NTEU members discuss bargaining strategy

March 14, 2008
Issue 

A February 12-14 "national bargaining forum" of lead negotiators for the National Tertiary Education Union (NTEU) set a determined course for industrial and political campaigning over the next three years. Key outcomes include an aggressive bargaining strategy and a linked public policy campaign that will be both national and grassroots.

The industrial strategy is designed to claw back losses incurred by post-secondary education workers under the Howard government. Since the introduction of the Higher Education Workplace Reforms in 2005, the union's role in general university life has diminished and the NTEU's pattern bargaining strategy became dispersed. The new strategy aims to bring agreements more into line by the end of 2011. It includes some bold claims: a 27% pay increase; enforceable regulation of limits on workloads; an extensive Indigenous employment strategy; a return to provisions that constrain the use of contract employment; improved parental leave and superannuation; and expanded union rights.

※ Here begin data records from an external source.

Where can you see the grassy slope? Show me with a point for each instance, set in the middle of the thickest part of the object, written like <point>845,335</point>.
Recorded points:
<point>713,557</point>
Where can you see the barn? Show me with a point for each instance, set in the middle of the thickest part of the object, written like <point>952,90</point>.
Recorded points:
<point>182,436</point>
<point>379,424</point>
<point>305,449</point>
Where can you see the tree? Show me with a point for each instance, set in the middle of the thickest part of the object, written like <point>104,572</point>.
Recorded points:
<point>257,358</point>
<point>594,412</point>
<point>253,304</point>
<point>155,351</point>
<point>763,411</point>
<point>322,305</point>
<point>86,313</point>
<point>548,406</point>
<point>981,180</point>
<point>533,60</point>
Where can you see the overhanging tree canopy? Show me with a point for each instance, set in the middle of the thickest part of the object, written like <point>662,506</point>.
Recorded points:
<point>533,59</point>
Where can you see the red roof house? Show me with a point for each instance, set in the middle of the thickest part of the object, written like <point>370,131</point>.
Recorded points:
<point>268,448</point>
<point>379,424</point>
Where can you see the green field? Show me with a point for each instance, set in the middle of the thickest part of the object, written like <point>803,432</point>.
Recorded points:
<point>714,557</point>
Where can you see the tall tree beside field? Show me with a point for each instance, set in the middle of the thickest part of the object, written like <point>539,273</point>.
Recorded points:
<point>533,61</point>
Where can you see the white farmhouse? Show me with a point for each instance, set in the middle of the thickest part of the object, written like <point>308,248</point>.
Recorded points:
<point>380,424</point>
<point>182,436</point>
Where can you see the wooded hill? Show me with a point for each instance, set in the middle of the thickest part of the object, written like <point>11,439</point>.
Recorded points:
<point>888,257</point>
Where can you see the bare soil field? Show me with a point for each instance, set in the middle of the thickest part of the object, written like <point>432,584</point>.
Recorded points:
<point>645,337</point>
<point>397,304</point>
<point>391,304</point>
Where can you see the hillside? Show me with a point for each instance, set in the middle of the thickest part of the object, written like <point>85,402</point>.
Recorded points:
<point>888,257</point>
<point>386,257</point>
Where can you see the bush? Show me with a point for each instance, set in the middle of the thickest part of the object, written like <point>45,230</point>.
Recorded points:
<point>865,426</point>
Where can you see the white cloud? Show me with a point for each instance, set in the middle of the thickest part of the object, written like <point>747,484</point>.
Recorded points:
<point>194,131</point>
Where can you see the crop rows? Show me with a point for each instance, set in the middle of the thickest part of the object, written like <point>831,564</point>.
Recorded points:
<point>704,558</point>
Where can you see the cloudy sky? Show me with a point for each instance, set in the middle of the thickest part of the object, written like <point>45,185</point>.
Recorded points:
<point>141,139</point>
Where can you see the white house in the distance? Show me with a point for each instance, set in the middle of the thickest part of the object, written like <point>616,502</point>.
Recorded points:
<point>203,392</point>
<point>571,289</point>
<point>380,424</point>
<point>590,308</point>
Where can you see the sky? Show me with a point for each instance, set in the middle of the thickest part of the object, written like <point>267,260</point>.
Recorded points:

The three-year strategy is broken into two rounds of agreements to allow compliance with new federal industrial legislation expected to take effect in 2010. The public policy campaign aims to increase public investment, protection of the integrity of research and teaching, and academic freedom, and seeks a new universities act.

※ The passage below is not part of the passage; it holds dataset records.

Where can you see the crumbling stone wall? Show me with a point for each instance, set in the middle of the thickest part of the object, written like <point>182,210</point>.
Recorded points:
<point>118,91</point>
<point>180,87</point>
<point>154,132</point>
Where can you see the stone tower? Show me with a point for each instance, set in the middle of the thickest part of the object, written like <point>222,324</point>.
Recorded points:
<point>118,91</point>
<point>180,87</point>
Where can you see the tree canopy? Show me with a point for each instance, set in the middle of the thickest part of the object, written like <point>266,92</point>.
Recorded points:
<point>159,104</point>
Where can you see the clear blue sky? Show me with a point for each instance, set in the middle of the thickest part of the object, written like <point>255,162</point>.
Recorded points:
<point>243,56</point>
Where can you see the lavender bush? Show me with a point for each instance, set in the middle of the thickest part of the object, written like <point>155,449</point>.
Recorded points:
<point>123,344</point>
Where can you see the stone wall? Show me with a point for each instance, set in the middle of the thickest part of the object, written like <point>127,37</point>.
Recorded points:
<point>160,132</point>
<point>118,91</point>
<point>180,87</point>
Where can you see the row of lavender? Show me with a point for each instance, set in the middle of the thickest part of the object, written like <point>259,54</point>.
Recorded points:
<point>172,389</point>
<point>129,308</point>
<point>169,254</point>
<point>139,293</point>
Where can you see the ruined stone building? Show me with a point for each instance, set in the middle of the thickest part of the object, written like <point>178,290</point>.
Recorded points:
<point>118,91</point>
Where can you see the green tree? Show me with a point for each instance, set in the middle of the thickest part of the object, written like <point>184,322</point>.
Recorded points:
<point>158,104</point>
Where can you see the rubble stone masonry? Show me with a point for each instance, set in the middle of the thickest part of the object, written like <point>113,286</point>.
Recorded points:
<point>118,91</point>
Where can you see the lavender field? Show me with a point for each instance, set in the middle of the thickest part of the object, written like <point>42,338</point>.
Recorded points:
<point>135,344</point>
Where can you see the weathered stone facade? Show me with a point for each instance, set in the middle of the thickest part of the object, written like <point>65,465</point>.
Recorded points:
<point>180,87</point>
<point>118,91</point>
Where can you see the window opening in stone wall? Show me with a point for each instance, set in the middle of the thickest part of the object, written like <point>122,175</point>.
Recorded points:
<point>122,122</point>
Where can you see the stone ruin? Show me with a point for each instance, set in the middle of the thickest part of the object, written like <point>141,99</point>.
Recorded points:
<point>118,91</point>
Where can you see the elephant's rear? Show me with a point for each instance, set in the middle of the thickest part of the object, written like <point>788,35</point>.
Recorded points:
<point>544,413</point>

University of Ballarat NTEU president and Socialist Alliance member Jeremy Smith told Green Left Weekly, "The new strategy is a positive move. Collective agreements that deliver consistent outcomes will reduce some of the inequalities of conditions between universities. An allied political campaign will work best if it can effectively pressure and embarrass the Rudd government if it fails to deliver serious improvements in funding."

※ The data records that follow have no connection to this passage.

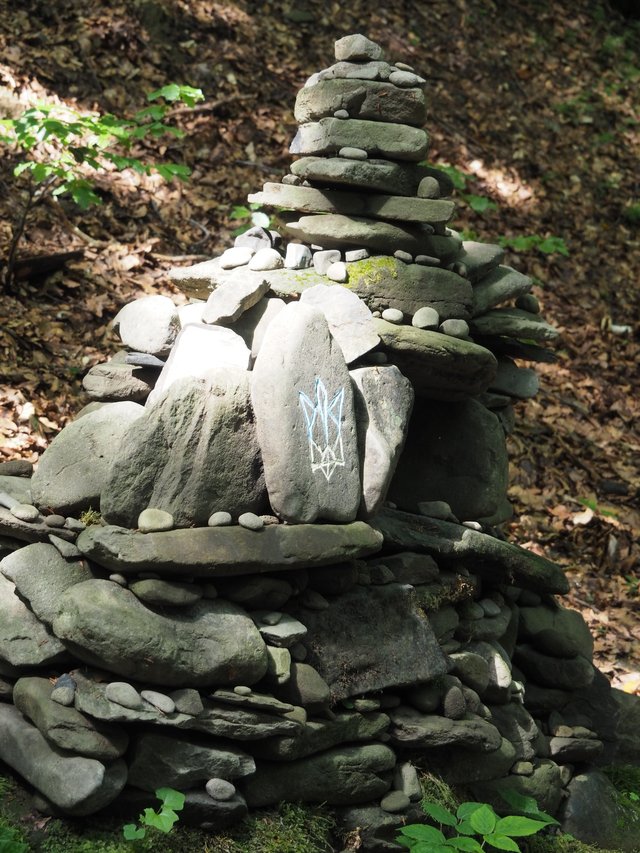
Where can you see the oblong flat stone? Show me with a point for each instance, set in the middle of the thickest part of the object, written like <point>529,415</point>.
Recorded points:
<point>378,139</point>
<point>213,642</point>
<point>394,207</point>
<point>228,551</point>
<point>303,403</point>
<point>438,366</point>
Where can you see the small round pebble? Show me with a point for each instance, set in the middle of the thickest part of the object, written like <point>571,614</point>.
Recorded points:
<point>455,328</point>
<point>124,694</point>
<point>338,272</point>
<point>250,521</point>
<point>159,700</point>
<point>25,512</point>
<point>219,519</point>
<point>220,789</point>
<point>350,153</point>
<point>152,520</point>
<point>393,315</point>
<point>426,318</point>
<point>395,801</point>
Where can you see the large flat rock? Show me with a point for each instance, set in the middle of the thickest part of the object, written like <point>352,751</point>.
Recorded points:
<point>303,403</point>
<point>212,642</point>
<point>228,551</point>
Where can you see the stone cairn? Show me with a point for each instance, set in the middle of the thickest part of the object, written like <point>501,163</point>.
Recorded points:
<point>296,590</point>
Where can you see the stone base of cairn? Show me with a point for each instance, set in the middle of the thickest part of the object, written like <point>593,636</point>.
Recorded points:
<point>297,590</point>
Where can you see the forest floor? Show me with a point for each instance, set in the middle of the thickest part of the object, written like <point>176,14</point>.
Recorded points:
<point>537,104</point>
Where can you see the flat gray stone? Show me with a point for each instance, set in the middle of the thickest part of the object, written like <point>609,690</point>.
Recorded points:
<point>211,642</point>
<point>438,366</point>
<point>372,100</point>
<point>24,640</point>
<point>199,425</point>
<point>66,727</point>
<point>350,321</point>
<point>73,470</point>
<point>227,551</point>
<point>199,349</point>
<point>303,403</point>
<point>383,403</point>
<point>183,761</point>
<point>343,775</point>
<point>341,648</point>
<point>379,139</point>
<point>149,324</point>
<point>41,576</point>
<point>76,785</point>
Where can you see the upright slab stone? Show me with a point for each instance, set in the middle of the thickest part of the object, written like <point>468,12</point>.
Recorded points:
<point>192,454</point>
<point>384,399</point>
<point>303,402</point>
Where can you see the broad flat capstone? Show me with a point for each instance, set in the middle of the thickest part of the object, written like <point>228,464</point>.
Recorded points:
<point>350,321</point>
<point>439,366</point>
<point>382,281</point>
<point>73,470</point>
<point>200,348</point>
<point>228,551</point>
<point>192,454</point>
<point>348,774</point>
<point>66,727</point>
<point>184,761</point>
<point>213,642</point>
<point>371,100</point>
<point>372,638</point>
<point>378,139</point>
<point>41,575</point>
<point>303,403</point>
<point>24,640</point>
<point>454,452</point>
<point>77,785</point>
<point>383,400</point>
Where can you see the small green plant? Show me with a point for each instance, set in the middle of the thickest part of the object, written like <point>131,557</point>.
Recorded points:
<point>474,826</point>
<point>163,819</point>
<point>63,149</point>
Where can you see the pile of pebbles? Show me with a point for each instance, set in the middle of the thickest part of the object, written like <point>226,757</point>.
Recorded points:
<point>295,589</point>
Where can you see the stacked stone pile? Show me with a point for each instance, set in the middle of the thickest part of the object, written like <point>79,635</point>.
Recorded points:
<point>296,590</point>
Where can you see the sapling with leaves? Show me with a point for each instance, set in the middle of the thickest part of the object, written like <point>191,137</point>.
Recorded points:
<point>64,151</point>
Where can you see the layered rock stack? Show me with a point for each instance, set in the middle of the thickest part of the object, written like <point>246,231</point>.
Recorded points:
<point>296,590</point>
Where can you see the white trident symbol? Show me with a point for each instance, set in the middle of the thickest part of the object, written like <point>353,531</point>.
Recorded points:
<point>324,429</point>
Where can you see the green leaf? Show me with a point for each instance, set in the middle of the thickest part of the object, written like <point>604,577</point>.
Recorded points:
<point>439,814</point>
<point>131,832</point>
<point>483,820</point>
<point>517,825</point>
<point>421,832</point>
<point>502,842</point>
<point>171,798</point>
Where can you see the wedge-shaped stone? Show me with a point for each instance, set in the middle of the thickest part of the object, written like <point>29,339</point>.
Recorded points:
<point>378,139</point>
<point>369,99</point>
<point>78,786</point>
<point>372,638</point>
<point>383,399</point>
<point>213,642</point>
<point>439,366</point>
<point>349,774</point>
<point>193,453</point>
<point>73,470</point>
<point>227,551</point>
<point>303,402</point>
<point>66,727</point>
<point>333,230</point>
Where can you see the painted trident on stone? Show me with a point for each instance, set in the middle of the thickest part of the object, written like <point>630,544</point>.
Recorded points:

The University of Ballarat is the first NTEU branch to commence bargaining. It enters negotiations on March 14 on the back of a successful end to a long running case in the Federal Court over the use of Australian Workplace Agreements (individual contracts). Staff who signed AWAs are able to come on to the existing union collective agreement and then the new agreement when it's finalised. Members have voted unanimously at three separate meetings for the log of claims.